Travel Diaries of Bob Schulman

60 YEARS AGO IN MEXICO: TALE OF AN IGUANA
By Bob Schulman
Robert M. Schulman was one of the most prolific travel writers of the last many decades. Born in Brooklyn,Bob passed away at age 84 in Denver, CO in December 2017. His contribution to the travel industry started in 1993, he was one of the principal founders of Frontier Airlines, serving as the airline’s VP of Corporate Communications. Prior to his work for Frontier, Bob was a PR exec for Reno Air and before that for an earlier version of Frontier, Eastern Airlines and Mohawk Airlines. He grew up in Malibu, graduated from California State University at Long Beach and served in the U.S. Army in Korea during the Korean War. His passion for travel and writing about the Caribbean and Mexico led him to rare and popular destinations. His stories appear in dozens of publications including the New York Times, the Huffington Post and Watchboom.com, the precursor to European World Travel. Bob was a member of the Society of American Travel Writers and is survived by his wife and two sons. We bring you Bob’s inimitable travel reviews, writing that has no shelf life, to enrich your own journeys.
Go behind the scenes of the troubled filming of the movie classic, Night of the Iguana. Find out how the flick’s famous director John Huston used a daring threat to get the film back on track. And how a torrid off-screen romance between two super-stars helped turn the film’s location – a tiny Mexican fishing village – into a world-class resort.

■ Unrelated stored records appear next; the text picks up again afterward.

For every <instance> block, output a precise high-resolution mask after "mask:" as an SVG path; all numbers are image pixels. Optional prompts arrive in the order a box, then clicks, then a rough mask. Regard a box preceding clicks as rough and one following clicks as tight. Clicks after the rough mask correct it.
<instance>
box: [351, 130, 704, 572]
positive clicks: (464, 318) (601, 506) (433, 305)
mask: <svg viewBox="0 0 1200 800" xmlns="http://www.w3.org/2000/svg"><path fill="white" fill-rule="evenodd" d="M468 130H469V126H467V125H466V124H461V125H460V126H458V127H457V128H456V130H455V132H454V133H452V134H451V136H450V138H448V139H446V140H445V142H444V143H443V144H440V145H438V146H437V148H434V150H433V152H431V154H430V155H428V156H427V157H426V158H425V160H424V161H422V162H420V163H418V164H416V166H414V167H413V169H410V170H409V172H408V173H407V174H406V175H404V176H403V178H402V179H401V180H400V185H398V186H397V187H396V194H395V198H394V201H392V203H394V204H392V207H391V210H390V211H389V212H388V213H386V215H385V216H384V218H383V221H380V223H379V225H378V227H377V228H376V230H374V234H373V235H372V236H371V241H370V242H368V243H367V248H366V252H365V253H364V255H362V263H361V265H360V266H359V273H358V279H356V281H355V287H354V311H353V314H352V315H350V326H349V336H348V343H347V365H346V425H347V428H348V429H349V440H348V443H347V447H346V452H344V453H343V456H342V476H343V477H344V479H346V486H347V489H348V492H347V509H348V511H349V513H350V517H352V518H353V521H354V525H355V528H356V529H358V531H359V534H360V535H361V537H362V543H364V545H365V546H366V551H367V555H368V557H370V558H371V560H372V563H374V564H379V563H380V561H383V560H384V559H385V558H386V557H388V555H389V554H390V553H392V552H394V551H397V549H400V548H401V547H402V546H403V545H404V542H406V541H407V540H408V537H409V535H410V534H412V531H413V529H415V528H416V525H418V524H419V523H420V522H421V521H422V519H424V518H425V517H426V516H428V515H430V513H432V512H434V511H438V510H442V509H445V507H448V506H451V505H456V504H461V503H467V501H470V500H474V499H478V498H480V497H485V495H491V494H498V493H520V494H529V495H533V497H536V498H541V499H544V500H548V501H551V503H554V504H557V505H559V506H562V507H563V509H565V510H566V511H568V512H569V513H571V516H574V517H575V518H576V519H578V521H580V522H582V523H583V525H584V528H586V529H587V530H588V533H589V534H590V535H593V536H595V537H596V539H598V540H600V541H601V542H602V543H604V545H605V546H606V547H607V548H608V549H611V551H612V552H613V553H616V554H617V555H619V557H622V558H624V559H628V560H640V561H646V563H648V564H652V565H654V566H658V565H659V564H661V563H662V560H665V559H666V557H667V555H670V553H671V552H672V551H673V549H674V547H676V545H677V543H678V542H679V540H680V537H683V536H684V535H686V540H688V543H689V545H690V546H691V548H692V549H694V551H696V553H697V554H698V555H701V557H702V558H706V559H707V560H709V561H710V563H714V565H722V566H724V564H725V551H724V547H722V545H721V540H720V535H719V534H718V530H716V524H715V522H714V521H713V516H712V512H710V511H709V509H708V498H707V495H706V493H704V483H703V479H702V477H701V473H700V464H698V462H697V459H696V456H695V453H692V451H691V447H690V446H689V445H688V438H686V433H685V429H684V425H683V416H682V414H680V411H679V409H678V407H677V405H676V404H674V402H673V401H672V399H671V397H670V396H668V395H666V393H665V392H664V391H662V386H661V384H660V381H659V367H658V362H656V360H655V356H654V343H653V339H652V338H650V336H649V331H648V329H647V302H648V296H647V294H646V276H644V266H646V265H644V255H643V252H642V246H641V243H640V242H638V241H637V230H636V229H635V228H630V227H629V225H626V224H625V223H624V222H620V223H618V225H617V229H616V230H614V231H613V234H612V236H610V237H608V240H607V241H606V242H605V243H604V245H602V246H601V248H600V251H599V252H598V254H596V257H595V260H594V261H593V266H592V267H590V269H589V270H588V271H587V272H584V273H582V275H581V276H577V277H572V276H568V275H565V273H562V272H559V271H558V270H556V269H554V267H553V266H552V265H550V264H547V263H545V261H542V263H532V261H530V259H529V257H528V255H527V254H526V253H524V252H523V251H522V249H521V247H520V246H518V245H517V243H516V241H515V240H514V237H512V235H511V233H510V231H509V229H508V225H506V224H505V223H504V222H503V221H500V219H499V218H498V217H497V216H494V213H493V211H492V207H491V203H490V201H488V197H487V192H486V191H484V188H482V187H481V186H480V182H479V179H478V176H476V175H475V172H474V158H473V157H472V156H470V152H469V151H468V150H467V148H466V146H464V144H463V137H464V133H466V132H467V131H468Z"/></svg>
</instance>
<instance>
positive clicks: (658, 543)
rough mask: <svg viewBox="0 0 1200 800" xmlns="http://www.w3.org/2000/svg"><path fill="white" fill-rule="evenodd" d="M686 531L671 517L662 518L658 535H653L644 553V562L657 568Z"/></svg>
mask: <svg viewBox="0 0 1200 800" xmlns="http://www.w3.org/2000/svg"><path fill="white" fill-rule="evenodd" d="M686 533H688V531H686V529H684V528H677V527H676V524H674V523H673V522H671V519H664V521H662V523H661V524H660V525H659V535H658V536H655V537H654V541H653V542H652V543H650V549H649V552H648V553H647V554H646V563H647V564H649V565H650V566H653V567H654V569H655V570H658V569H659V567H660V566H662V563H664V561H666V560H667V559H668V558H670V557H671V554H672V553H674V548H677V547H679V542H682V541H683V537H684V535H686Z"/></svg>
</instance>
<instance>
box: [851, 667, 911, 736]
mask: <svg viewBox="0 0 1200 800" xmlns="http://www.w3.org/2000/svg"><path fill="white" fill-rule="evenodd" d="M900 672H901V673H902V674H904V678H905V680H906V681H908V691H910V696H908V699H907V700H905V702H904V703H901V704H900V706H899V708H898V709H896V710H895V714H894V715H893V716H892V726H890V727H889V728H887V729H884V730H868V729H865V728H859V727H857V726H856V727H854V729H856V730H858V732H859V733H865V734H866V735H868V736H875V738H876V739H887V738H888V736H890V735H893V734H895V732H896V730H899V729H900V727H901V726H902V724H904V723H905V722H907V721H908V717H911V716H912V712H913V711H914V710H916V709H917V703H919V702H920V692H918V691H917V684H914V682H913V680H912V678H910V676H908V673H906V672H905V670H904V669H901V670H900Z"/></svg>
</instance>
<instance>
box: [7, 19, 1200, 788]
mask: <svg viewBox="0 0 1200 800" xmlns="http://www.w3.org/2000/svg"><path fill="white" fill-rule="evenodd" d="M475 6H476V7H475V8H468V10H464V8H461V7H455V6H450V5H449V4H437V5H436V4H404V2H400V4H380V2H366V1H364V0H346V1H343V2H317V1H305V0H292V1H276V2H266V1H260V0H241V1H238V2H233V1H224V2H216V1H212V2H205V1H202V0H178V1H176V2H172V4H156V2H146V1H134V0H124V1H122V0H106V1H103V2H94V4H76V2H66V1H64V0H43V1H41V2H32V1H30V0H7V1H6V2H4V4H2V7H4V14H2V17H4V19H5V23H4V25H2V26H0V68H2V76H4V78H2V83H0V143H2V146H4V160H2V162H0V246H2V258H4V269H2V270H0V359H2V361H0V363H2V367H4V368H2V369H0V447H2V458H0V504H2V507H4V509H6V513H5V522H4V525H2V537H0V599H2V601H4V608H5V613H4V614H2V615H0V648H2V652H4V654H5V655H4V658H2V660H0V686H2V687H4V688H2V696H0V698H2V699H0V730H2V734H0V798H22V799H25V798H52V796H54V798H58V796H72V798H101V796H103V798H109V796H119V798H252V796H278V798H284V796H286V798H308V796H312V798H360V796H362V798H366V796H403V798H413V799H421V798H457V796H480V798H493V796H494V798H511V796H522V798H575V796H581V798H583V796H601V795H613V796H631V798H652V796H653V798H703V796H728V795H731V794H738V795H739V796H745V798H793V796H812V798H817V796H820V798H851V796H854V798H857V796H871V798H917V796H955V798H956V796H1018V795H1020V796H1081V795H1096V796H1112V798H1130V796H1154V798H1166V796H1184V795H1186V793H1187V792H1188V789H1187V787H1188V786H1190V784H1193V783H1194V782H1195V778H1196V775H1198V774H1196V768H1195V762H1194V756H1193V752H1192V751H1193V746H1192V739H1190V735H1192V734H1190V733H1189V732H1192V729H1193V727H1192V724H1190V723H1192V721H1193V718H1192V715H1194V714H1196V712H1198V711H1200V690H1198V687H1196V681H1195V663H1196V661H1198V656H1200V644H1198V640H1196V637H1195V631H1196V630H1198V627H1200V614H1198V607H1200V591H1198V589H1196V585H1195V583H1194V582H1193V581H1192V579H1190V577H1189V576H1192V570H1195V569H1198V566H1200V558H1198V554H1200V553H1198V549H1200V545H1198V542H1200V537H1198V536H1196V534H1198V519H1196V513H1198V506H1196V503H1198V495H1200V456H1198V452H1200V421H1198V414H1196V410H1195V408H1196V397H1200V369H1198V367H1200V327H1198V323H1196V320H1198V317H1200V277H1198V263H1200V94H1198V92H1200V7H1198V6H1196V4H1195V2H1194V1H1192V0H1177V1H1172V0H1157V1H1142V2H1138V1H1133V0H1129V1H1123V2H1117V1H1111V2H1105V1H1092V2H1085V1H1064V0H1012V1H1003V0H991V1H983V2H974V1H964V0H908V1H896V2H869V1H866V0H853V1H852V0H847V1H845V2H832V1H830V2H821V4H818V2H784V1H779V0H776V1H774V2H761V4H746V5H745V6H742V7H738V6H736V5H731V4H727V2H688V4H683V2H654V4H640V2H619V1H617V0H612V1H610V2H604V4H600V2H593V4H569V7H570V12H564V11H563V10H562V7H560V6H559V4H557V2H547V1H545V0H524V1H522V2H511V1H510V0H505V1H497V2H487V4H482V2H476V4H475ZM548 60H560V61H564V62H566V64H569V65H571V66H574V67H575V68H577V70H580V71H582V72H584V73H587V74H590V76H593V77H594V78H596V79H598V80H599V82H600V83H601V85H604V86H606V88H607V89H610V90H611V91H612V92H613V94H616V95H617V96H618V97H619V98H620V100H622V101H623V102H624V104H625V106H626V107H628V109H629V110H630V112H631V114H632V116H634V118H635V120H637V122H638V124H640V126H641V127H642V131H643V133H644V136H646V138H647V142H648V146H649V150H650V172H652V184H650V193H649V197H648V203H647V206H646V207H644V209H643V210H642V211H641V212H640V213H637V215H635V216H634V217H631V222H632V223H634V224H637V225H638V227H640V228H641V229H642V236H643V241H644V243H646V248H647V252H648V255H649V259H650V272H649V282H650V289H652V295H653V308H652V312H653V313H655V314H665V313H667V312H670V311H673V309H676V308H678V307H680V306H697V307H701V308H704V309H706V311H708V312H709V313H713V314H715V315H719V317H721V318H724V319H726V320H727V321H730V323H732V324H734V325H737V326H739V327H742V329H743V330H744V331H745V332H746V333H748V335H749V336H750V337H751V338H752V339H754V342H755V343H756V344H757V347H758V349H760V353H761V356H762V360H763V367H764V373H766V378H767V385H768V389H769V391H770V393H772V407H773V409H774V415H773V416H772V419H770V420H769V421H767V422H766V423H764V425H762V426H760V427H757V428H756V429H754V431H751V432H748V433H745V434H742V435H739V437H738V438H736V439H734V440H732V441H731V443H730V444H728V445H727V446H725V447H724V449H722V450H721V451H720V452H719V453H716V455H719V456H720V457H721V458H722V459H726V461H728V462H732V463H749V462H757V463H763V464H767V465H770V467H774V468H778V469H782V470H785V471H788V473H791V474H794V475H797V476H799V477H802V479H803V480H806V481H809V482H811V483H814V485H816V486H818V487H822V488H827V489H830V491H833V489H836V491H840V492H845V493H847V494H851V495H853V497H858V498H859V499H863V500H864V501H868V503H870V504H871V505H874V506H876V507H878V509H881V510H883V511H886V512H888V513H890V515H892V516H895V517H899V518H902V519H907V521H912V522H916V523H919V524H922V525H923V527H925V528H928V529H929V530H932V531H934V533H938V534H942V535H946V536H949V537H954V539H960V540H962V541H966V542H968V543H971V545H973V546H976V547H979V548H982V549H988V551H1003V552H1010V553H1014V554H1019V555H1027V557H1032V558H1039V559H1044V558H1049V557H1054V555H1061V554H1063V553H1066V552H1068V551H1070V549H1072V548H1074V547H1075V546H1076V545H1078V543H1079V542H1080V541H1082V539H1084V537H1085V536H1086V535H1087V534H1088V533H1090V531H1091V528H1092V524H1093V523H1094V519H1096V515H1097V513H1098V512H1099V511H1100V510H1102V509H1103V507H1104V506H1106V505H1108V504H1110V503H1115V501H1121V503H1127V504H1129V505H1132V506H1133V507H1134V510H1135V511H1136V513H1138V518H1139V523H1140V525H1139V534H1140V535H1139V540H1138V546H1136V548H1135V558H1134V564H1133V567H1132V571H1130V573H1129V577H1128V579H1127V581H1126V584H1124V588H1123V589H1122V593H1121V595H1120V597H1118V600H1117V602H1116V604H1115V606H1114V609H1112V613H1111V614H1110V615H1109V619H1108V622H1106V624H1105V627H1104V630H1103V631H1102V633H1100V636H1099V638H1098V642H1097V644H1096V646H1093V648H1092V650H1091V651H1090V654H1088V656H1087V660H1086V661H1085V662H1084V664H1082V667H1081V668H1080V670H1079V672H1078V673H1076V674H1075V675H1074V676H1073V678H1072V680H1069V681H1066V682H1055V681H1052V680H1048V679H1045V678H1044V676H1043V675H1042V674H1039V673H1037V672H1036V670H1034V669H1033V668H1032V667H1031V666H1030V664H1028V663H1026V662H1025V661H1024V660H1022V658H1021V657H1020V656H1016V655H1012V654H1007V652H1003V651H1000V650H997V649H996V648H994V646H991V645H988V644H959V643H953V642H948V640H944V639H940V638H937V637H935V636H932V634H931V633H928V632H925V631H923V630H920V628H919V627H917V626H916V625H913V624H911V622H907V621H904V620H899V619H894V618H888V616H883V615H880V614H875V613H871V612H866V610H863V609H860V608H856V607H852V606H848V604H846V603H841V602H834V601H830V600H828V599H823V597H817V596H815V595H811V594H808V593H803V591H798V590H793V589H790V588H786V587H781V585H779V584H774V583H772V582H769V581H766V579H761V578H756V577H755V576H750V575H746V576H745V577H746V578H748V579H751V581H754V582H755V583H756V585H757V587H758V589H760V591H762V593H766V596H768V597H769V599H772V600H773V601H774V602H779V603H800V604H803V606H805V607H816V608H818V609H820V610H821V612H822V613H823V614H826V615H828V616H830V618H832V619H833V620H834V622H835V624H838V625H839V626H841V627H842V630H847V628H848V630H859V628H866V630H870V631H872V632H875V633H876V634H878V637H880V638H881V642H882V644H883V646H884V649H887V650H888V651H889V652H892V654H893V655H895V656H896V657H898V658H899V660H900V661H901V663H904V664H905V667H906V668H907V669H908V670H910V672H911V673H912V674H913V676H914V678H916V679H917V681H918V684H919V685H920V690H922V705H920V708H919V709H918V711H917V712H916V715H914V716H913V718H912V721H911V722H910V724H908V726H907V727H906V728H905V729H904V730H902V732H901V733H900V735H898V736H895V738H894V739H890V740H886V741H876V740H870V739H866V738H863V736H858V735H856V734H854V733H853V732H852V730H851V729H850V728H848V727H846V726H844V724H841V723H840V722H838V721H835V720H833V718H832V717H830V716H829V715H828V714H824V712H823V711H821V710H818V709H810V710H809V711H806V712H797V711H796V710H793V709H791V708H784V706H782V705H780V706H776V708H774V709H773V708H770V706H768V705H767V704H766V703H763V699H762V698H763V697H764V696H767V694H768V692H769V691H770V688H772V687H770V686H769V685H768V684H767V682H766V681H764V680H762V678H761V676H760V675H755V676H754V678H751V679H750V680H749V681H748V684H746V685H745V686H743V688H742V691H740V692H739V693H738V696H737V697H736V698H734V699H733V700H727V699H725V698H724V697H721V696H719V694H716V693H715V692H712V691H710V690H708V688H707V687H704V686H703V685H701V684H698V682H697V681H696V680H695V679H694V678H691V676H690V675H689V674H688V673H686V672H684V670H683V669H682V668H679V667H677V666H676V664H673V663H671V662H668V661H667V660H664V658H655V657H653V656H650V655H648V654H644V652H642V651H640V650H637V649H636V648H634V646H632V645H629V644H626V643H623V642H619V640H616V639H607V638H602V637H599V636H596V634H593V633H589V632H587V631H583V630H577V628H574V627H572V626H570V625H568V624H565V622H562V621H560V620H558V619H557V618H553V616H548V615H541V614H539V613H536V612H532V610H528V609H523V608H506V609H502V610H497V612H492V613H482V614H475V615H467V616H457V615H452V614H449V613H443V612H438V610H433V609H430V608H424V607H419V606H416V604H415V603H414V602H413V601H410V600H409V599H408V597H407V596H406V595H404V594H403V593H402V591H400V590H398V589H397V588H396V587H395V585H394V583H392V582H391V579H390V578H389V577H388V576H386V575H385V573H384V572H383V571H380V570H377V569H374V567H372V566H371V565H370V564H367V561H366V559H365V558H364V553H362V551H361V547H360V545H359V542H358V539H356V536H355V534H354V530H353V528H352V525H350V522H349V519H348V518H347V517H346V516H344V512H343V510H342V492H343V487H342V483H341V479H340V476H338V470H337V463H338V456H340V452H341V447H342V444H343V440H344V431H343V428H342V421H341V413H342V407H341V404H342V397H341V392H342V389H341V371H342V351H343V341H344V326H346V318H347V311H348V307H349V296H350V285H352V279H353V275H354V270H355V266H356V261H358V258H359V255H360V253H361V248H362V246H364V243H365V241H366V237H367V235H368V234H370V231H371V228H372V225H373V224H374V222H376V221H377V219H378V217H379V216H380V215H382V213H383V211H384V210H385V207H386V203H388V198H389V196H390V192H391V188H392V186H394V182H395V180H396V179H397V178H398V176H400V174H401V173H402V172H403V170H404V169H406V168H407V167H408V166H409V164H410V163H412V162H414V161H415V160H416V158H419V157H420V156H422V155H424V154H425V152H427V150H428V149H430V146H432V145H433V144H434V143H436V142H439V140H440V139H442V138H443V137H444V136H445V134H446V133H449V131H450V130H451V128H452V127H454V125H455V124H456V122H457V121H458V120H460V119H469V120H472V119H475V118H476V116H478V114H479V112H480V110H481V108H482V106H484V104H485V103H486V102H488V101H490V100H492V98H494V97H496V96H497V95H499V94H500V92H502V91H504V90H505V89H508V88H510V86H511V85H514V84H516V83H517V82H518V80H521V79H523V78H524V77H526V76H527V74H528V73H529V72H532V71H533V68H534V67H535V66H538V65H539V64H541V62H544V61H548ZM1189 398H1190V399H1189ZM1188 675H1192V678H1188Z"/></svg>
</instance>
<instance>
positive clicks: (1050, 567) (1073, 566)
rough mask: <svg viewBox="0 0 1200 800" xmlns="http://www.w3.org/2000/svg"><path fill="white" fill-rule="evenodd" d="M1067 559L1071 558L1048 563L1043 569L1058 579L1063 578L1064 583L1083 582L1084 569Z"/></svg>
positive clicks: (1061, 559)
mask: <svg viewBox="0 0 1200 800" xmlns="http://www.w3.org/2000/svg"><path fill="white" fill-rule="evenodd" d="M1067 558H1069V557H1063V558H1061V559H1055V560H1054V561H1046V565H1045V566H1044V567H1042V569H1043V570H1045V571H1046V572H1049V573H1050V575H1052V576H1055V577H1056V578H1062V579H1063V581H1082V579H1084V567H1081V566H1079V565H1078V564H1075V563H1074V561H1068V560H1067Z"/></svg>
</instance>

A half-century ago a movie called Night of the Iguana was being filmed in the little Mexican village of Puerto Vallarta – and the project was going horribly wrong. It was running weeks behind schedule, mainly due to bickering between members of the cast and their take-me-alongs. Some wouldn’t even speak to each other.
Carlos Munguia, Puerto Vallarta’s official historian before he died several years ago, was a local consultant to the movie’s famous director, John Huston. “Old wounds from past romances were festering (on the set),” Mungia recalled in an interview.
Some examples: Scowling at Richard Burton, one of the stars of the movie, was actress Elizabeth Taylor, his lover who’d shown up to keep an eye on the notoriously philandering Burton. Taylor was said to be furious that Burton had brought his PR man Michael Wilding (one of Taylor’s ex-husbands) along. And Ava Gardner, another of the film’s top stars, was less than happy that co-star Deborah Kerr had shown up with her husband Peter Vietel (who at one time had been “an item” with Gardner).
Still another guy in the cast was said to be a jilted partner of a guy in the camera crew.
According to Munguia, Huston took these and other warring ex-lovers aside and gave them loaded, silver-plated pistols. “Now,” he said, “you can either shoot each other or shoot the film.”
He made his point. The production got back on schedule.
But it wasn’t the movie that drew hundreds of reporters from around the world to this tiny fishing village. It was the sizzling off-screen romance of Burton and Taylor, both larger-than-life figures – and both married to other people at the time – that made this movie worth so much ink and airtime.
Between snippets of the couple cavorting around town, the media sweetened its coverage with shots of the city’s sundrenched beaches and the old-world charm of its cobbled lanes and colonial architecture. The town got millions of dollars worth of free publicity, and it hasn’t been the same since.
Fast forward to today, and Puerto Vallarta is one of Mexico’s most popular resorts, hosting millions of visitors a year in a seemingly endless line of high-rise hotels lining the beaches of an immense, crescent-shaped bay. Together with its neighboring marketing partner, the 192-mile-long Riviera Nayarit, the area is now one of the largest resort destinations in the world.
What about the movie? Was it a hit? Released in 1964, Night of the Iguana turned out to be a blockbuster, coming in as the 10th highest grossing film that year. It scored nominations for four academy awards, one of which took an Oscar.
What did an iguana lizard have to do with the film? Shortly before the final scene, “T. Lawrence Shannon” (the rum-soaked, defrocked priest played by Burton) frees a six-foot-long iguana being held for the stewpot in a run-down hotel owned by the widowed “Maxine Faulk” (Ava Gardner’s character).
The long-tormented Shannon explains (in a metaphor for himself) to Faulk why he did it: “I just cut loose one of God’s creatures at the end of his rope … so (the lizard) could be free from panic and scamper home safe and free. An act of grace, Maxine.”
Shannon and Faulk free themselves in the last scene when they decide to couple up at the hotel and look out for each other.